Until the term denomination is defined the statement about Catholic or Protestant denominations is meaningless. In general I think it refers to a religious community that differs from similar communities in one or more matters of faith, moral teaching, and public fellowship. With that definition, and the further usual understanding of Catholic as being in communion with the pope, there are no Catholic denominations. Rites differ only in discipline and canon law.


#7

[quote=Kevin Walker]I am afraid your Protestant friend is correct. There are Catholic Denominations. Under the ecumenism of Vatican II, we have the Eastern Rite Catholic Church, which has always allowed married priests and a celibate monastic order.

And we have the Latin Rite Catholic Church; which includes: 1. The Roman Rite; 2. the Ambrosian Rite; and 3. the Mozarabic Rite.

In March of 2005 the Vatican has allowed married men to be ordained as Roman Catholic Priests; please read this depressing shocker:

scmo.org.uk/_titles/view.asp?id=349

The smoke of satan has put the Holy Catholic Church on the slippery slope of Protestantism. :crying:
[/quote]

Kevin. It has been shown to you that the eastern rites are fully Catholic and there traditions are just as valid as those in the western rite.


#8

[quote=Kevin Walker]I am afraid your Protestant friend is correct. There are Catholic Denominations.
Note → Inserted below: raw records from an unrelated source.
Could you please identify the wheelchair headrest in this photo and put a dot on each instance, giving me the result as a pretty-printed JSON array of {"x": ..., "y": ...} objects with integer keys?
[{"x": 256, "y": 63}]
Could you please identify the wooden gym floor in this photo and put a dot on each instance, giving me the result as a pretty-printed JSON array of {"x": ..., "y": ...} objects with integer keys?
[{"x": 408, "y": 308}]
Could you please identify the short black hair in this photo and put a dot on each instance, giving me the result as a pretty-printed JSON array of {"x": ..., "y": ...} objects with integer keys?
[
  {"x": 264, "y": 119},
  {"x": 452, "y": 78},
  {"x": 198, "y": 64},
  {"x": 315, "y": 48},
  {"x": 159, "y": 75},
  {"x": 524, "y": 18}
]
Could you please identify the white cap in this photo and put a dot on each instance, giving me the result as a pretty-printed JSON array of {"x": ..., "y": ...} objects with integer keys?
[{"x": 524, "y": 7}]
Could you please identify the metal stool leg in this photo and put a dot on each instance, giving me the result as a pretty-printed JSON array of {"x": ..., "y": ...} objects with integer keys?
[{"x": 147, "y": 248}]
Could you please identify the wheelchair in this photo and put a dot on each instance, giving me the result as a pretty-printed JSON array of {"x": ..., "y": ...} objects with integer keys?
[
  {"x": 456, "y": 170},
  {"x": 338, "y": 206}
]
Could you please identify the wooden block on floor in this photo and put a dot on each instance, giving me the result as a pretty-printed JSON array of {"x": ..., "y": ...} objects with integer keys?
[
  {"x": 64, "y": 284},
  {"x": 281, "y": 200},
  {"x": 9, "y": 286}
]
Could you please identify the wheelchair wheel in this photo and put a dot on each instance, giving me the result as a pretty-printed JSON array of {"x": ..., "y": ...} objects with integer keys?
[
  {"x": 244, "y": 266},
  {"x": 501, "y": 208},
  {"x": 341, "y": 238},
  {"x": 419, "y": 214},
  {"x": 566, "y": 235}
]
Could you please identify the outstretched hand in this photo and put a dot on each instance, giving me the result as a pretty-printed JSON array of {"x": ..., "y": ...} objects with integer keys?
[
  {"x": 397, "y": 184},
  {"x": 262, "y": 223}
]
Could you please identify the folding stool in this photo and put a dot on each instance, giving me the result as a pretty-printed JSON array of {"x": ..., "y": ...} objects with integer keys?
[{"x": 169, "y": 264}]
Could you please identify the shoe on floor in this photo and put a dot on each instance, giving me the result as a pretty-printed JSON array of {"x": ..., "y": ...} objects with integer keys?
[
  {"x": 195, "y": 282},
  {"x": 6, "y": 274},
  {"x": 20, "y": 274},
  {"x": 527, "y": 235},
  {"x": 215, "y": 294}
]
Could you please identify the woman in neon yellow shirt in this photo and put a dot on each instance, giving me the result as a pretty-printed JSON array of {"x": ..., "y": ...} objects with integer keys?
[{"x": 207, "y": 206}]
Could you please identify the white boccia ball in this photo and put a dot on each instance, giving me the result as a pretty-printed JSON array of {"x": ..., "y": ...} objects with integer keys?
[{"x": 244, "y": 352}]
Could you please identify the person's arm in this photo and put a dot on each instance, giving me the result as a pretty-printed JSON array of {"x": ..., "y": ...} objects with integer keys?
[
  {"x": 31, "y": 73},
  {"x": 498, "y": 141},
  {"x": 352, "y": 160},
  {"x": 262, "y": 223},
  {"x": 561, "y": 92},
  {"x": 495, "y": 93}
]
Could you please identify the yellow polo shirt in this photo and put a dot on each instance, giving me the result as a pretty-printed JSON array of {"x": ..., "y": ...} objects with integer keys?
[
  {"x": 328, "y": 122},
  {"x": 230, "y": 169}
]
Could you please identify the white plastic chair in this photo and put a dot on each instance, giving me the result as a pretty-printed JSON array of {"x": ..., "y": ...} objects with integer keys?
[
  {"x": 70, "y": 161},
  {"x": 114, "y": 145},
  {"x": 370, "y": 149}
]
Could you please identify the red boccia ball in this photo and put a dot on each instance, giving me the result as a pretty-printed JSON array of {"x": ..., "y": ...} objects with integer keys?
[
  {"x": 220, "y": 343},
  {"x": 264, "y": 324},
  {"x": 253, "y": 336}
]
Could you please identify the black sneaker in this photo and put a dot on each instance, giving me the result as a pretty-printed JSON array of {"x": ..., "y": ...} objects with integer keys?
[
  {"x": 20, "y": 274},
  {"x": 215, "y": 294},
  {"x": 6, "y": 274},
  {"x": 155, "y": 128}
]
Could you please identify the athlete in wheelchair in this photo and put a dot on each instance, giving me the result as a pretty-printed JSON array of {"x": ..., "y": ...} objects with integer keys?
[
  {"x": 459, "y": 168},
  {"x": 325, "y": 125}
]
Under the ecumenism of Vatican II, we have the Eastern Rite Catholic Church, which has always allowed married priests and a celibate monastic order.
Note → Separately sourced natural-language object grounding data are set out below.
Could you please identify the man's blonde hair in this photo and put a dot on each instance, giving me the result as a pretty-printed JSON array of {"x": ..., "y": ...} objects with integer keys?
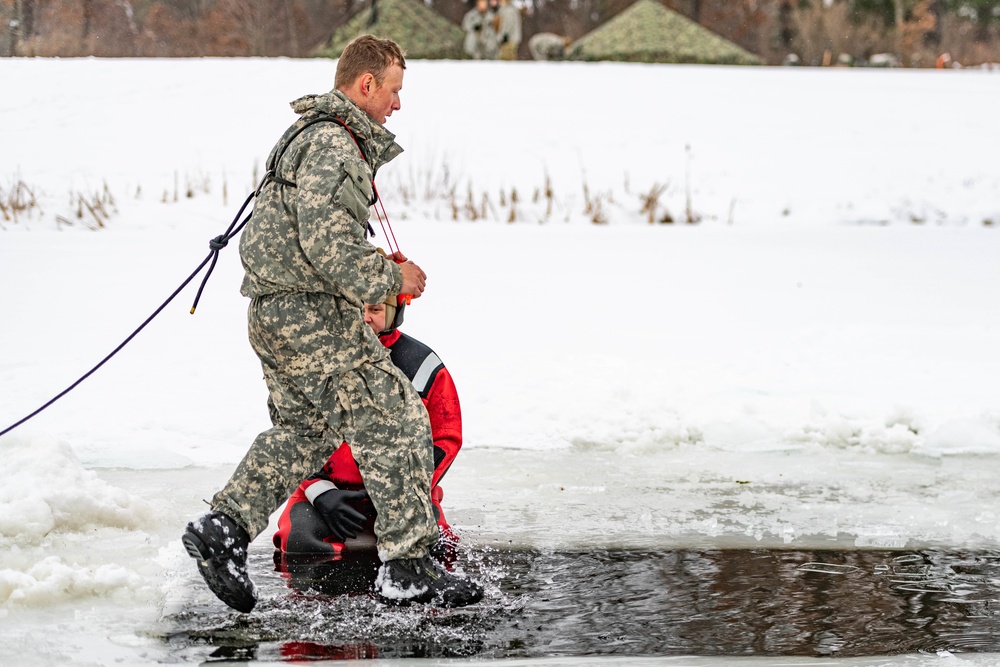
[{"x": 367, "y": 54}]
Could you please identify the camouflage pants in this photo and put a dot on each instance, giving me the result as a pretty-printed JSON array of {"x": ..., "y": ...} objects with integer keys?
[{"x": 375, "y": 408}]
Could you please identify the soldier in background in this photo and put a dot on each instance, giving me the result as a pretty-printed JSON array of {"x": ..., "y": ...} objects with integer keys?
[
  {"x": 479, "y": 25},
  {"x": 309, "y": 271},
  {"x": 548, "y": 46},
  {"x": 509, "y": 30}
]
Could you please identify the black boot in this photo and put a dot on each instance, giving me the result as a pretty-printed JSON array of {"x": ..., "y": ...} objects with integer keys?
[
  {"x": 406, "y": 580},
  {"x": 220, "y": 547}
]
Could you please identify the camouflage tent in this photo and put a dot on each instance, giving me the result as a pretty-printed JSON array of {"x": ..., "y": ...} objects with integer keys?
[
  {"x": 422, "y": 32},
  {"x": 648, "y": 32}
]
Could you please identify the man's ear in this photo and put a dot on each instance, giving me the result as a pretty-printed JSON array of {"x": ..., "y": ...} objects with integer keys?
[{"x": 366, "y": 83}]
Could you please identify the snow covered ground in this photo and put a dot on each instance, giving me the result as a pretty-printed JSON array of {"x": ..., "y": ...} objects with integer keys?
[{"x": 814, "y": 364}]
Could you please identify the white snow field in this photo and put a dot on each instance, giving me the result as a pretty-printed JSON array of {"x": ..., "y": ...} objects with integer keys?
[{"x": 814, "y": 364}]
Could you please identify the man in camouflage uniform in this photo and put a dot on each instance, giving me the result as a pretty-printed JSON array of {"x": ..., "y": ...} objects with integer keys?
[{"x": 309, "y": 271}]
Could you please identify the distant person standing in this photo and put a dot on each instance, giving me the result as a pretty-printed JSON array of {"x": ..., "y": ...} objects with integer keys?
[
  {"x": 509, "y": 30},
  {"x": 548, "y": 46},
  {"x": 480, "y": 32}
]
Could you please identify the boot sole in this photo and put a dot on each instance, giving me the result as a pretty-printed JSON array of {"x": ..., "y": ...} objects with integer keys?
[{"x": 235, "y": 597}]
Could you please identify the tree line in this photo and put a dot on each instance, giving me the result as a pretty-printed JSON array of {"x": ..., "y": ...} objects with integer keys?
[{"x": 817, "y": 32}]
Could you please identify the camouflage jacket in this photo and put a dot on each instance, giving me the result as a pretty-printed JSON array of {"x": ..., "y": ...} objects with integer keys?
[{"x": 310, "y": 237}]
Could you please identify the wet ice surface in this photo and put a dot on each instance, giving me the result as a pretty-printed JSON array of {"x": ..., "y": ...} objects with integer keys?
[{"x": 622, "y": 603}]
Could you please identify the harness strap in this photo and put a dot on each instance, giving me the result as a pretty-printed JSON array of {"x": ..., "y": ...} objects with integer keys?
[{"x": 272, "y": 168}]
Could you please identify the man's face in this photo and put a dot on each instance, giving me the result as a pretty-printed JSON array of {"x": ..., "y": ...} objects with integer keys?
[
  {"x": 375, "y": 316},
  {"x": 383, "y": 100}
]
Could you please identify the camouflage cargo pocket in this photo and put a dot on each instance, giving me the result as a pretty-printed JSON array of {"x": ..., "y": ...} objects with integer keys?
[{"x": 355, "y": 192}]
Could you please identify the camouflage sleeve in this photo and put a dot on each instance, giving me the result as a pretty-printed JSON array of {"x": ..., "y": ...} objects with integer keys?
[{"x": 333, "y": 195}]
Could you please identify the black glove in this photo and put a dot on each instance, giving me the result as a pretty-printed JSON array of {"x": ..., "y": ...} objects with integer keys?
[{"x": 335, "y": 508}]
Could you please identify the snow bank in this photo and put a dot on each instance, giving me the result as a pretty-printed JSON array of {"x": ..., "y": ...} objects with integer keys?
[{"x": 61, "y": 529}]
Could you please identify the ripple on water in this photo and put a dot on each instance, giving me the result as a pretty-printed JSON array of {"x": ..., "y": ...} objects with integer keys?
[{"x": 617, "y": 602}]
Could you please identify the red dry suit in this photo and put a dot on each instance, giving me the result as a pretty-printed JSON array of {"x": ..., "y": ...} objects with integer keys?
[{"x": 302, "y": 531}]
And we have the Latin Rite Catholic Church; which includes: 1. The Roman Rite; 2. the Ambrosian Rite; and 3. the Mozarabic Rite.

In March of 2005 the Vatican has allowed married men to be ordained as Roman Catholic Priests; please read this depressing shocker:

scmo.org.uk/_titles/view.asp?id=349

The smoke of satan has put the Holy Catholic Church on the slippery slope of Protestantism. :crying:
[/quote]

“Denomination” has a historic meaning. It refers to the break down of doctrinal differences between such Protstant bodies as Baptist and Presbyterian under the impact of the evangelcial movement. Unable to solve the historic theological problems caused by Calvinism, especially that of predestination, they simply stopped arguing about them. In the minds of their adherents their differences became simply matters of custom, such as the proper form of baptism, “sprinking” vs. “dunking,” As for infant baptism, the matter of original sin has been swept under the rug. Baptists don’t have infant baptism, but they have
infant “dedication.” There are still Protestants who believe that infants receive grace from baptism, but for most it is simply an initiation rite.

Rather than talk about denominations, why not say that some Catholics are unconsciously more Protestant than Catholic…


#9

[quote=Kevin Walker]I am afraid your Protestant friend is correct. There are Catholic Denominations. Under the ecumenism of Vatican II, we have the Eastern Rite Catholic Church, which has always allowed married priests and a celibate monastic order.

And we have the Latin Rite Catholic Church; which includes: 1. The Roman Rite; 2. the Ambrosian Rite; and 3. the Mozarabic Rite.

In March of 2005 the Vatican has allowed married men to be ordained as Roman Catholic Priests; please read this depressing shocker:

scmo.org.uk/_titles/view.asp?id=349

The smoke of satan has put the Holy Catholic Church on the slippery slope of Protestantism. :crying:
[/quote]

Rites are different cultural or historical ways of celebrating Liturgy not differences in Doctrinal belief.